He made an indistinct sound in his throat as he stepped away from me. Great. Just fucking great. Not only had I been abducted from my planet and taken who knows where, I was now stuck in a prison cell with one of the Vandar pricks who’d taken my best friend and who’d failed to save me from the Zagrath. I was going to remind him of all this when he grunted and curled his massive hands into fists.
“I’m going to get us out of here,” he growled. “Even if I have to tear this prison apart stone by stone to do it.”
I eyed the iron bars and stone walls and tiny grate too high to reach, releasing a heavy breath and sinking onto the rusty bench. “Knock yourself out, big guy.”
I rolled onto my back and closed my eyes so that I could think. If I were going to escape, I was going to have to come up with a plan. A plan that did not involve attempting to dismantle stone.
Chapter
Two
Kolt
Igaped at the female reclining on the bench. Was she truly sleeping at a time like this? I swallowed a curse, allowing only a rough sound to slip from my lips as I stalked back and forth in the small cell like a caged beast.
The Zagrath might have ambushed me and taken me captive, but they could not hold me for long. I was a battle chief of the Vandar, a trained raider who had led incursions against enemy ships and colonies. I was a trusted officer of the Qeth’rex, The Scourge, who had set terror skittering through the hearts of?—
“Do you have to do that?”
The human’s sharp question jerked me from my thoughts, and I stopped my pacing to see her eyes open and her head tilted toward me, her fiery curls spilling across the bench behind her. “Do I have to do what?”
She flapped a hand at me. “That. That stomping back and forth like you’re going to escape by wearing a path into the floor.”
My jaw dropped as she blinked at me. She was serious. I tempered my outrage enough to stammer a reply. “I…I am thinking about a way to get us out.”
“Mmmhmmm.” She did not appear impressed by my answer. “Well, I’m managing to plan an escape without all the huffing and stamping.”
My brows popped high. “You are planning an escape?”
Now her eyes narrowed, and she sat up, swinging her feet off the bench and onto the floor. “Of course, I am. Planning is one of my many strengths.”
I did not take my gaze off the slight human with her pale skin and tousled curly hair. She no longer wore the thick parka she’d had on Lexxona, so she wasn’t hiding a warrior’s build. If her thin shirt and clingy pants revealed anything, it was that her curves were soft and generous. “And you are using this talent for planning to come up with an escape?”
She folded her arms across her chest. “You have a problem with that, big guy?”
I pressed my lips together to keep from laughing at the absurdity of the situation. The gods of old were having too much enjoyment at my expense. That much was clear. If I’d thought it was bad being trapped in a cell with a human female, and one who made my pulse race, I hadn’t considered that she would also be delusional.
“You are a human,” I finally said without smirking.
“Nothing gets by you,” she said dryly, her stance remaining stiff. “You must be one of the clever Vandar. Are you the genius who came up with the strategy that got us both captured?”
I flinched at the insult. “There was nothing wrong with…” Before I could finish, she swept one arm wide as if to remind me where we were. “I did not come up with the plan to rescue you on Lexxona.”
She rolled her eyes. “I guess that’s one point in your favor. And my great crime is, what, being human?”
My face flooded with heat. I was the battle chief of a Vandar horde. I was accustomed to being respected, being trusted by the Qeth’rex.
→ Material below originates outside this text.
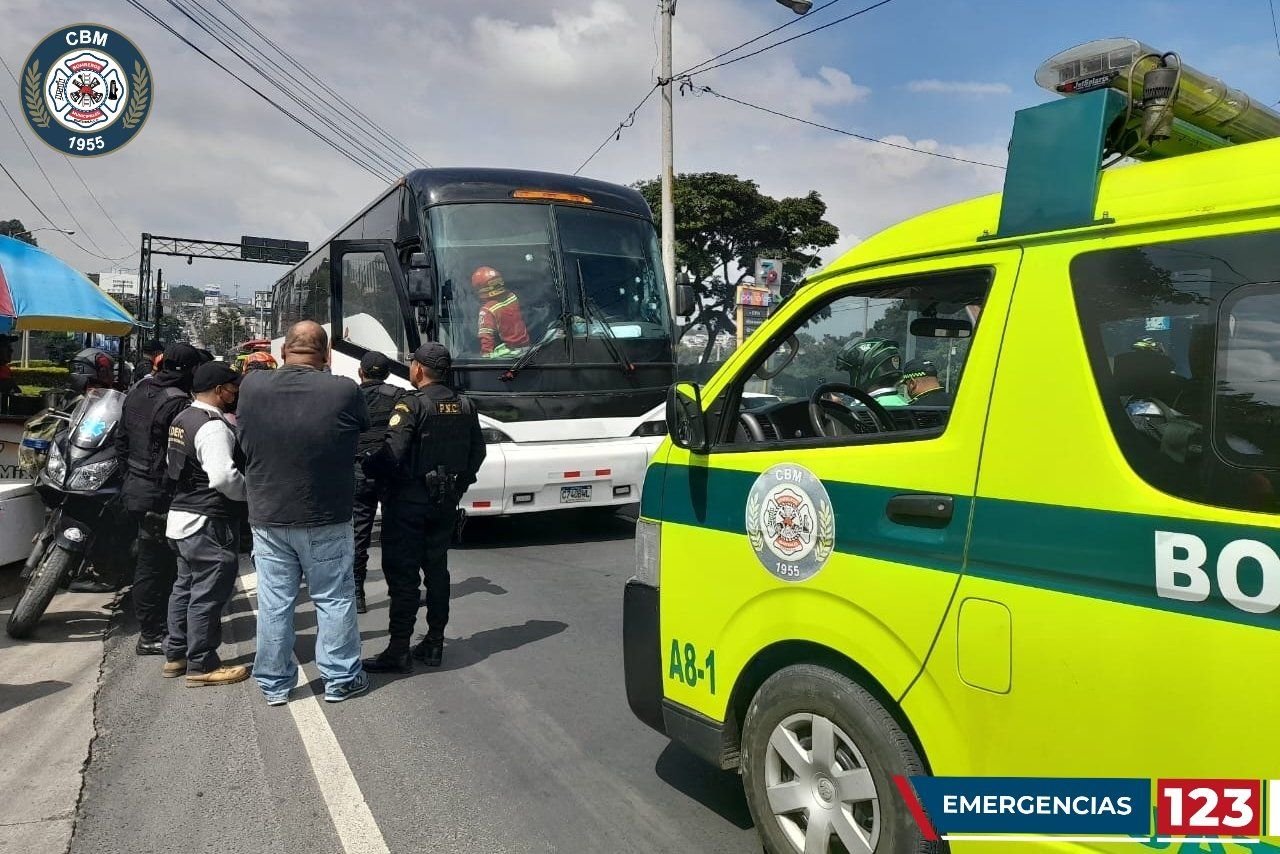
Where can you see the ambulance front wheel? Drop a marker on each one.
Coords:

I was not accustomed to being insulted.
I braced my hands on my hips and stared her down. “Andyou are female.”
She actually grinned at this. “Another astute observation.” She took a step closer. “But before you spout off some ridiculous crap about women being weak or fragile or not ruthless enough, I should remind you I was part of an underground rebellion on Lexxona. A rebellion run entirely by women. Oh, and we were never caught. Not once. My first experience being caught was the moment you and your boys showed up.”
Boys? Outrage surged through me. “You mean the fierce raiders of the Vandar who?—?”
“I mean the aliens who stole my best friend as a ‘war bride’ and then failed when it came time to mount a rescue.” She held two fingers up on each hand and flicked them quickly when she said ‘war bride,’ giving me a clear idea of what she thought of the concept.
“Your friend is content as a war bride,” I snapped.
She choked back a laugh. “Yeah, right.”